Everyone wants health care to be affordable and available when they need it. But we have to stop imposing extra costs on people who carry insurance, and that means everyone who can afford coverage needs to carry minimum health coverage starting in 2014. If we want to prevent insurers from denying coverage to people with preexisting conditions, it’s essential that everyone have coverage. Imagine what would happen if everyone waited to buy car insurance until after they got in an accident. Premiums would skyrocket, coverage would be unaffordable, and responsible drivers would be priced out of the market. The same is true for health insurance. Without an individual responsibility provision, controlling costs and ending discrimination against people with preexisting conditions doesn’t work.

Pardon me, but so what?  If the provision is unconstitutional, it doesn’t (or shouldn’t) matter that it is necessary to making the law viable.

The best legal argument they offer is this:
Opponents claim the individual responsibility provision is unlawful because it “regulates inactivity.” But none of us is a bystander when it comes to health care. All of us need health care eventually. Do we pay in advance, by getting insurance, or do we try to pay later, when we need medical care?

That’s really weak.  For example, faithful Christian Scientists might never participate in the health care system.  Moreover, as Judge Hudson noted in his splendidly reasoned ruling:
In surveying the legal landscape, several operative elements are commonly encountered in Commerce Clause decisions. First, to survive a constitutional challenge the subject matter must be economic in nature and affect interstate commerce, and second, it must involve activity. Every application of Commerce Clause power found to be constitutionally sound by the Supreme Court involved some form of action, transaction, or deed placed in motion by an individual or legal entity.

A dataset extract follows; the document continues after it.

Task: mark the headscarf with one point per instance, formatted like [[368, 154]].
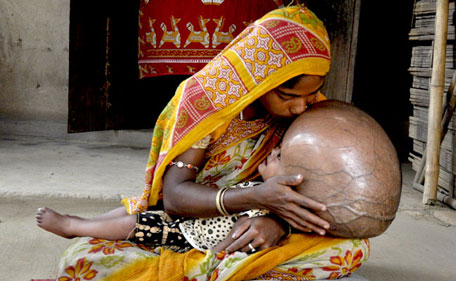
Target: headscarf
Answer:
[[282, 44]]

The potential that someone might in the future engage in an economic activity isn’t the same thing at all.  Until they actually do, they are not engaged in commerce.  And let’s not get into the power the government would have to control our lives if lawmakers and bureaucrats had the legal authority to order us to engage in economic activities because they thought it would be good policy.

Holder and Sebelius ask us to all work together to make the unconstitutional law work.  That’s not going to happen.  Indeed, the national revolt against Obamacare is growing, the law becoming increasingly unpopular.  So instead, how about a little humility, Obama Administration?  Why not hearken to the American people, scratch this monstrosity as a well intentioned false start, and replace it with a law that expands access to coverage without centralizing and federally bureaucratizing the entire health care system.